The mere fact that the agreement of creditors to a Scheme has been secured in advance of a meeting by means of a voting agreement is plainly not sufficient to create a separate class. As David Richards J held in Re Telewest Communications PLC [2004] BCC 356; [2004] EWHC 924 (Ch) at [52] – [53], there is much sense in securing this agreement in advance of the expenditure of time and money involved in pursuing a scheme. In that case it was argued that a voting agreement prevented the views of the creditors being the views of the class, but David Richards J held that argument to have no substance, at least where the bondholder would not have voted differently in the absence of the agreement. However at [54] he said this:

“A serious issue would arise if in consideration of its agreement to vote in favour of the scheme, or collaterally to it, the bondholder received benefits not available to the other bondholders. In effect, the result would be unequal treatment under the scheme and the bondholder could not, I think, be included in the class. As I was informed, that is not the case with the voting agreement in this case. The voting obligations are conditional on prior payment of fees and costs incurred by the bondholder committee in the course of the past two years but Telewest had already, independently of the voting agreements, undertaken to pay these costs and fees. Telewest will also pay their costs of entering into the voting agreements and I consider that to be immaterial.”

7.

In the present case I was not satisfied that the existence of the benefits meant that those who had accepted them formed a separate class. Firstly, there is no doubt that the benefits were available to all creditors if they entered into the Agreement: they were all made aware of the offer in March 2010. Secondly, the evidence shows it to be most unlikely that a creditor who considered any substantive aspect of the Scheme to be against its interests would be persuaded to vote in favour of it by the existence of the fees. That is not only the view of Mr Pain, a director of the Scheme Companies, but is supported by a witness statement made by the solicitor acting on behalf of the consenting creditors. The view he expresses is that his clients are in favour of the Scheme because the alternative of insolvent administration would result in their suffering very significant losses compared to the proposed rights under the Scheme. Alongside that, he says, the fees are not a material factor.
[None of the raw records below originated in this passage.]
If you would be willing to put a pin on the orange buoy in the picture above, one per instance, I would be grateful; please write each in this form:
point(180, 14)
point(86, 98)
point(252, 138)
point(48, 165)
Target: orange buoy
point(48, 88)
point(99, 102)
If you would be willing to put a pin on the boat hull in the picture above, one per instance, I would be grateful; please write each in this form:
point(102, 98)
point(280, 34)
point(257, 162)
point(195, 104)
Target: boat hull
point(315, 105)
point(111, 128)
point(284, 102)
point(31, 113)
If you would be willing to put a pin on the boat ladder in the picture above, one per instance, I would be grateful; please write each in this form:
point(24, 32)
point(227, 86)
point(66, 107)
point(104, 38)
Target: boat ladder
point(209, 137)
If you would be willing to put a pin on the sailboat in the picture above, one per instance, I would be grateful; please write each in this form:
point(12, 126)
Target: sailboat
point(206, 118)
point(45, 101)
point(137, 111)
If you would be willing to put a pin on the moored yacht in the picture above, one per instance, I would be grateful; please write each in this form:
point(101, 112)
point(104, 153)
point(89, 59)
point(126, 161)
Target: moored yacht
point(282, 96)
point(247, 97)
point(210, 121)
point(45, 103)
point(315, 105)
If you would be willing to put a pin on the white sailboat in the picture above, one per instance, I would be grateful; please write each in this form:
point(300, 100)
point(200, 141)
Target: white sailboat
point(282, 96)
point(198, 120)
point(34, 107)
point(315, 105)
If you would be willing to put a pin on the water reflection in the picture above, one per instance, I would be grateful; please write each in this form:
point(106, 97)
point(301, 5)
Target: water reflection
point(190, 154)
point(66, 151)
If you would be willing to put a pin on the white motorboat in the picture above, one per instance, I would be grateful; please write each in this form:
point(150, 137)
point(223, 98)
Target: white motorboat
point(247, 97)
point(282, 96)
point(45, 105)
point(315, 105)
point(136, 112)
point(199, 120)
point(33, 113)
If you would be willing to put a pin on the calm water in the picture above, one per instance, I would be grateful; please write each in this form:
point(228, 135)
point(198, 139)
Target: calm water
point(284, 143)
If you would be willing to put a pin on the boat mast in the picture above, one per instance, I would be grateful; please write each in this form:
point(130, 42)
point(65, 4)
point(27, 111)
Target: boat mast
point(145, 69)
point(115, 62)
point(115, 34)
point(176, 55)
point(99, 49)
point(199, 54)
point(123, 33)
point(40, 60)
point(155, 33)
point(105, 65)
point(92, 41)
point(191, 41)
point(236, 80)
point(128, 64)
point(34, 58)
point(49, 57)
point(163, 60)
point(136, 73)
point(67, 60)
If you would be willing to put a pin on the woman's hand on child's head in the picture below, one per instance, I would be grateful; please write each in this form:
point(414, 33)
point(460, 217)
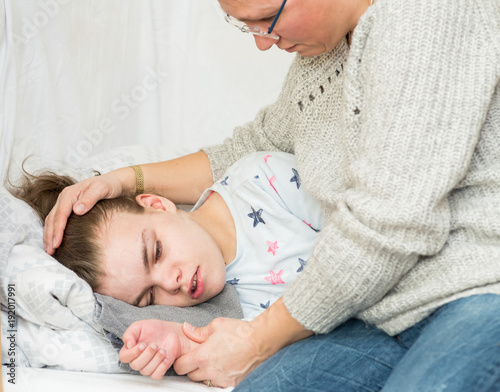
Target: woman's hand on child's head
point(78, 198)
point(152, 346)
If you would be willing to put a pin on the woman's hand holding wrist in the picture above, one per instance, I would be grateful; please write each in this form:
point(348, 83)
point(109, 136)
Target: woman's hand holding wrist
point(276, 328)
point(230, 349)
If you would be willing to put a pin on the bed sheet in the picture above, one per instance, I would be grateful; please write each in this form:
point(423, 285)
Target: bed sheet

He says that a deadline for signing up, coupled with a small incentive, gives focus to negotiations which could otherwise be protracted. Thirdly, the amount of the fees is small in relation to common interests of the creditors in relation to the restructuring. The fee which is payable immediately is 0.5% of the outstanding loan. A further fee of 2% is of less weight as it is payable much further in the future and is conditional upon certain loan extensions occurring.

8.

Class questions such as these are highly fact specific. As Mr Trower readily acknowledged, payments of this kind are quite plainly capable, depending on the circumstances, of manufacturing a new class of creditors. But I was, in the end, sufficiently satisfied by Mr Trower's arguments that it was proper in this particular case to allow the Scheme to go forward to the sanction stage without provision for new classes.

9.

It is worth recording, finally, that the two dissentient creditors had ample opportunity to come before the Court to contend that the arrangements described in this judgment gave rise to a class issue. The Practice Statement (Companies: Schemes of Arrangement) [2002] 1 WLR 1345 makes it clear that creditors who raise class issues at the sanction hearing will have to explain why they were not raised earlier. Quite apart from that, in the present case a letter was communicated to all creditors expressly flagging up the precise issue which I have dealt with and indicating that objections to the classes should be raised at the hearing on June 18th. No dissenting creditors appeared. Whilst their default of appearance cannot confer jurisdiction where none existed before, it would be regrettable if they asked the Court to make a different value judgment at the sanction hearing when they have chosen not to attend or file evidence at this stage.